Neeraj Gulia · Answer

J'ai utilisé le moyen suivant pour accéder aux méthodes CUDA C++ d'OpenCV en Python:

Créer un module personnalisé opencv_contrib
Écrire du code C++ pour envelopper la méthode OpenCV CUDA
À l'aide de liaisons python OpenCV, exposez votre méthode personnalisée.
Construire opencv avec opencv_contrib
Exécuter du code python pour tester

J'ai créé un petit github repo pour démontrer le même

NAmorim · Answer

Ou bien ces fonctions accélérées par CUDA sont-elles déjà utilisées si j'appelle cv2.threshold () dans mon code Python (plutôt que l'implémentation standard basée sur le processeur)

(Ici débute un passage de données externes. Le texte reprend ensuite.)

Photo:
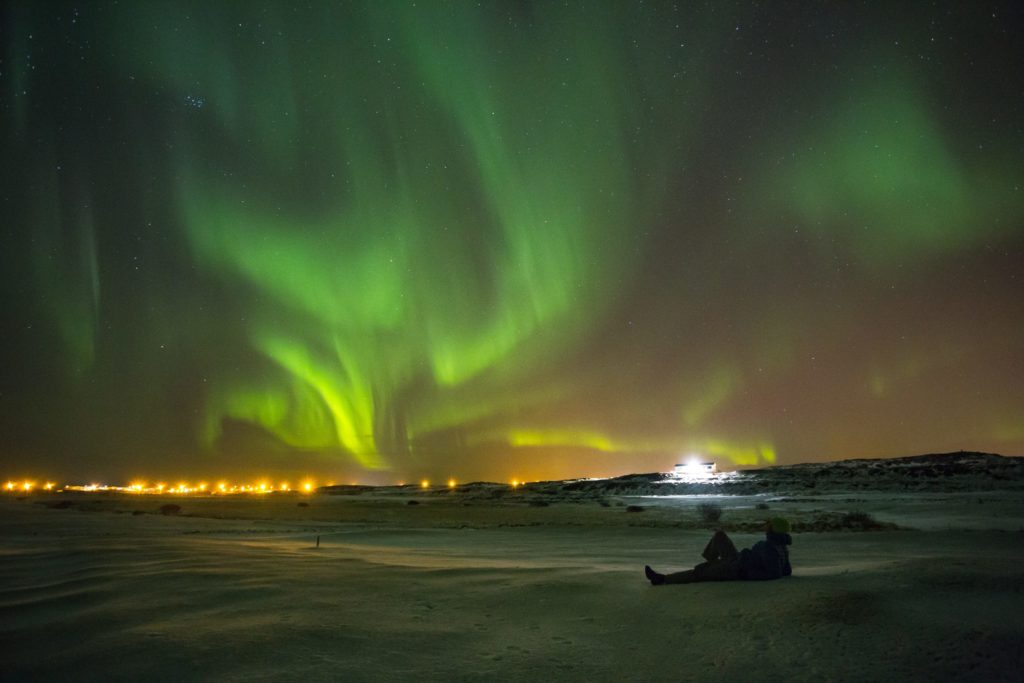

Non, vous devez les appeler explicitement à partir du module accéléré par le GPU. L'appel cv2.threshold () exécutera simplement la version de la CPU.

Puisque l'API python d'OpenCV englobe des fonctions C++, son contrôle offre généralement des indications utiles sur l'emplacement des fonctions/modules.

Par exemple, dans this transition guide, vous pouvez voir les modifications apportées à l’API entre OpenCV 2.X et 3.X. Ici, le module GPU sur OpenCV 3.X est accessible via cv2.cuda et cv2.gpu sur les versions précédentes. Et le module cuda dans 3.X est divisé en plusieurs petits morceaux:

cuda - Vision par ordinateur accélérée par CUDA

cudaarithm - Opérations sur les matrices

cudabgsegm - Segmentation d'arrière-plan

cudacodec - Encodage/décodage vidéo

cudafeatures2d - Détection de fonctionnalités et description

cudafilters - Filtrage des images

cudaimgproc - Traitement d'image

cudalegacy - support de l'héritage

cudaoptflow - Flux optique

cudastereo - Correspondance stéréo

cudawarping - Déformation d'image

cudev - Couche de périphérique

Vous devriez rechercher ces modules dans cv2.